Alexandra è quindi un personaggio molto moderno e sfaccettato, senza però risultare anacronistico o fuori dal suo tempo: equilibrio per niente facile da raggiungere quando si tratta di descrivere personaggi vissuti molti secoli fa.
Anche la ricostruzione storica risulta avere un buon equilibrio tra fedeltà dei dettagli d’ambientazione e scorrevolezza narrativa. Pur ricostruendo con molta cura il villaggio scandinavo di Roskilde – dove è ambientata la maggior parte del romanzo – l’autrice non si dilunga mai in spiegazioni e blocchi di testo informativi, e tutta la documentazione effettuata emergente spontaneamente sia dalla narrazione che dai dialoghi tra i personaggi.
Questi ultimi due elementi, purtroppo, risultano forse essere i punti più deboli del romanzo. Pur adottando uno stile scorrevole, che avvince molto il lettore, a mio avviso l’autrice avrebbe potuto essere più incisiva in certi passaggi, che risultano essere un po’ affrettati proprio da un punto di vista stilistico; aspetto che comunque non inficia la gradevolezza complessiva della lettura.
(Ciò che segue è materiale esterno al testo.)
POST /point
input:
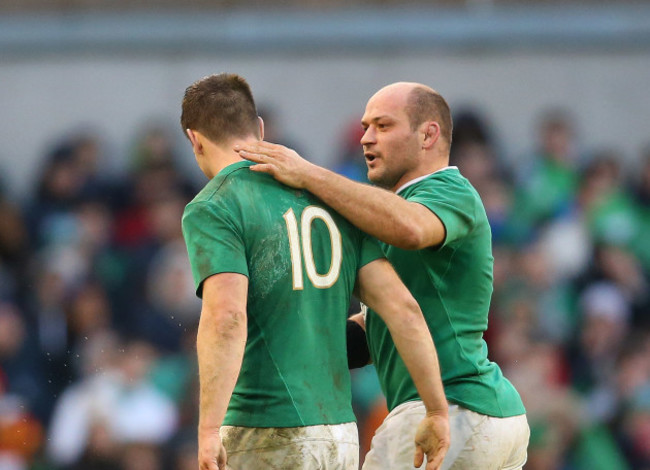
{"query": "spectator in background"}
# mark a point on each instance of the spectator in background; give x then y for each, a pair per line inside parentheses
(350, 159)
(546, 186)
(113, 406)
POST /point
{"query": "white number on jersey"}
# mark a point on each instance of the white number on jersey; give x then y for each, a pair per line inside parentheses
(308, 215)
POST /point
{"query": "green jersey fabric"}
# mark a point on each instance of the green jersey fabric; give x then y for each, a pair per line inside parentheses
(301, 259)
(453, 285)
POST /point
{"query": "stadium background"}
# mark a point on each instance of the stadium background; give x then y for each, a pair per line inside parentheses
(97, 315)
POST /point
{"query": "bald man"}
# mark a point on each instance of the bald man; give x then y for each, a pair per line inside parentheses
(436, 234)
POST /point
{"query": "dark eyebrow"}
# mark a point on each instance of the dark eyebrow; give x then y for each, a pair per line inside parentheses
(375, 119)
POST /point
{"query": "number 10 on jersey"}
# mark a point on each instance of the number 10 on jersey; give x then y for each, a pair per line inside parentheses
(321, 281)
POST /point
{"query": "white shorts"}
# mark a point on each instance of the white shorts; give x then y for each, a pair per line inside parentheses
(326, 447)
(477, 441)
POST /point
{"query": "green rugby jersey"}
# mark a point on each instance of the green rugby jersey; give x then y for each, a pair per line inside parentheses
(453, 285)
(301, 259)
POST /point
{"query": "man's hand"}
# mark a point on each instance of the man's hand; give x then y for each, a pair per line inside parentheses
(212, 453)
(284, 164)
(432, 438)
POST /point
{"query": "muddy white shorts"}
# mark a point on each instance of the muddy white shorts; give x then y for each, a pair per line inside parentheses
(477, 441)
(324, 447)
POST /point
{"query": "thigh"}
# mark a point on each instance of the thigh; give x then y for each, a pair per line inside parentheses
(494, 444)
(303, 448)
(393, 445)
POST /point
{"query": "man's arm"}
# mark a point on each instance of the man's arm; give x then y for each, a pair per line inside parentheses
(379, 287)
(220, 344)
(357, 345)
(378, 212)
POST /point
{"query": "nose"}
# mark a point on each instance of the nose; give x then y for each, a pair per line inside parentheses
(368, 136)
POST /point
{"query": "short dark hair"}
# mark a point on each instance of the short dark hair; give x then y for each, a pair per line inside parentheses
(220, 107)
(424, 104)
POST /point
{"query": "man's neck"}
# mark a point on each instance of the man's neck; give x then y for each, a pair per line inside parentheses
(223, 155)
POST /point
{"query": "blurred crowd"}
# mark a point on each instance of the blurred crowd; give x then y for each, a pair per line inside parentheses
(98, 315)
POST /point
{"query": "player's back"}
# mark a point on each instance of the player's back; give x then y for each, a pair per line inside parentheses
(301, 259)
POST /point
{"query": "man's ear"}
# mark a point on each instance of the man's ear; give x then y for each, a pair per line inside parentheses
(431, 134)
(194, 138)
(261, 127)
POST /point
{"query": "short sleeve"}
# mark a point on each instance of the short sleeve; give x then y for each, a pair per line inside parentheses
(214, 242)
(370, 250)
(454, 205)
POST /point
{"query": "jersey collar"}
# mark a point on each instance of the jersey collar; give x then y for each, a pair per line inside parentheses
(420, 178)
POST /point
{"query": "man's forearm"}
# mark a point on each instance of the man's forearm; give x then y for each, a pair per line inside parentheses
(376, 211)
(220, 344)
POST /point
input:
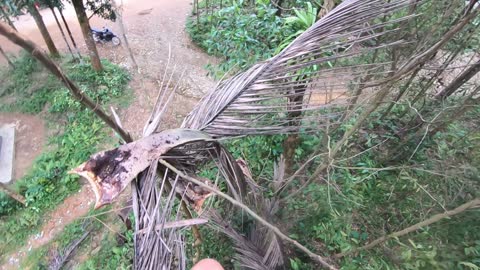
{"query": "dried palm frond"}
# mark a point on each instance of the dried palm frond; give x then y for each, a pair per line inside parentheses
(260, 248)
(269, 98)
(157, 247)
(263, 99)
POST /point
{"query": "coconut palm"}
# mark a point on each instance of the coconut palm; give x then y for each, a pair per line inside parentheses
(284, 94)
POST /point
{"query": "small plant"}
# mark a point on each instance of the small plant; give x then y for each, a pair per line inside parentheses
(47, 183)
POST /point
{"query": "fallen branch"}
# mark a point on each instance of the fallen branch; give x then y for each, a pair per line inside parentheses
(415, 227)
(282, 236)
(178, 224)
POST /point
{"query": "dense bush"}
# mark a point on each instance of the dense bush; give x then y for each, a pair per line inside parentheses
(240, 36)
(80, 135)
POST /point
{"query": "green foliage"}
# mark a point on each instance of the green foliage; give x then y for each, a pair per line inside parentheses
(80, 135)
(112, 254)
(240, 36)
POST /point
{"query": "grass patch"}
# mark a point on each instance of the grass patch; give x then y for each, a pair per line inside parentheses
(80, 135)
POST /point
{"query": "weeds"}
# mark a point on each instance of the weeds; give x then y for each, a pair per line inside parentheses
(80, 135)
Il sogno di Ragnar è dunque un romanzo da non perdere per gli appassionati della storia vichinga, che si conclude con un finale aperto che lascia il lettore con il fiato sospeso, in attesa di un seguito che si speri arrivi presto.
Trama
845 d.C. L’invincibile Ragnar Lodbróck assedia Parigi insieme ai suoi uomini. L’esercito dei Franchi Occidentali, comandato da Carlo il Calvo, nulla può contro la furia dei Norreni. Ma durante quello scontro accade qualcosa capace di cambiare le sorti della vita del Conte: il lauto bottino che i suoi guerrieri portano a Roskilde, la loro città, include anche Alexandra, una donna affascinante e misteriosa, dotata di grande cultura. Grazie a lei, Ragnar impara che la sete di conquista non si placa solamente solcando mari e razziando territori, ma anche grazie alla conoscenza, avvicinandosi alle lingue, alle culture e alle religioni di altri popoli. Il mondo Franco, da un lato, e quello Norreno, dall’altro, trovano così un punto d’incontro in un amore tormentato e impossibile, come quello che nasce tra Ragnar e Alexandra.